Michael, can it get much worse than this?
I, too, have one of these self-propelled, snot-fizzling tumors.
I cried when I read about your pug. A cathartic and bitter sob session.
And this is the only male animal we have at the freekin zoo who was allowed to keep his balls. My wife, crazed, deludes herself into thinking that one day he will be allowed to actually breed.
God! Is there a bitch out there loose enough to allow herself to be plied with sufficient alcohol that she will submit to a tupping from a furry turd who smells like every collected armpit in Eastern Europe -- that, on a good day?
And isn't there a special place in hell for someone who would facilitate the propagation of this genetic blasphemy?
Besides, our pug happens to be openly gay. I'm okay with it. But he is, trust me.

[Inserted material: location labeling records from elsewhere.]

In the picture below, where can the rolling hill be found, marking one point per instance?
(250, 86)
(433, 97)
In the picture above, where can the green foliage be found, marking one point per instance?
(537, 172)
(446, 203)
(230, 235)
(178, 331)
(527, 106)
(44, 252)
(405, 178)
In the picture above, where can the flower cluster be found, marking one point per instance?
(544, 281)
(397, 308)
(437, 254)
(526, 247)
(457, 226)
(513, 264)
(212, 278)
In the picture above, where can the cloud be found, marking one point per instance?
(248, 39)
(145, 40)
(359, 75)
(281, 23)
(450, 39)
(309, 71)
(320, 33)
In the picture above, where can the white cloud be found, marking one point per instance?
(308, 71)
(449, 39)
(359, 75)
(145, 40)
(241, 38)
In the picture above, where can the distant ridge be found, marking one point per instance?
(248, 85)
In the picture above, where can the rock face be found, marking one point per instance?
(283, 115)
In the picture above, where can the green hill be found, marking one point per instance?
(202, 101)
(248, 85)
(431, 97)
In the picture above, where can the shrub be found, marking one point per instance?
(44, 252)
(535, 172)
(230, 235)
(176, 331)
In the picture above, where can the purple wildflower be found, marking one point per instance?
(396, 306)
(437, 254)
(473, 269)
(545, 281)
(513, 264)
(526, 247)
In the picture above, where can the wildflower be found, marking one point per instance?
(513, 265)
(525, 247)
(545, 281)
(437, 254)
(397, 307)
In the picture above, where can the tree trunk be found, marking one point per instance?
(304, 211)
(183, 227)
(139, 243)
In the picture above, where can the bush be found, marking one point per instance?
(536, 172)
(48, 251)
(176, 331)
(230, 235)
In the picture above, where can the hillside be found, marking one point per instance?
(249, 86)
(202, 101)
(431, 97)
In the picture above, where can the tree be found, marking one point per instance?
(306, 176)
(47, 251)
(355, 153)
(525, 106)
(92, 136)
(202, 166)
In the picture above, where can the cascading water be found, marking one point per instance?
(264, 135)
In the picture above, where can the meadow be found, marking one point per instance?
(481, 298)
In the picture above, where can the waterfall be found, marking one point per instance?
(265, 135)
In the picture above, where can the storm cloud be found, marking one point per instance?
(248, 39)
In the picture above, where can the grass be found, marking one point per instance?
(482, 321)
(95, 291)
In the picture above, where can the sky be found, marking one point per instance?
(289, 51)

Ugh. I'm in a bad mood. It's still snowing like a sonofabitch. On Valentine's Day (day before yesterday), my wife brought me home a big bouquet of heart-shaped helium balloons (honestly... it really IS just what I've always wanted).
Go figure that the skittish cat (The Calico) is also terrified of balloons. And, no, I never did anything to it involving balloons -- flaming or otherwise.
So, anyway, the cat just freaked out on the balloons yesterday morning -- total panic anxiety episode -- and it ran out of the house. Into a neighbor's yard, where it was attacked by a Corgi.
If God never made the pug, the Corgi would be His greatest canine flub-up.
If God shopped at IKEA, Allen wrenches would be as lethal as atomic bombs.
But I digress.
Cat. Attacked by Corgi. Now it has a broken leg.
Seriously. A broken freekin leg.
If it survives, it may have earned a name.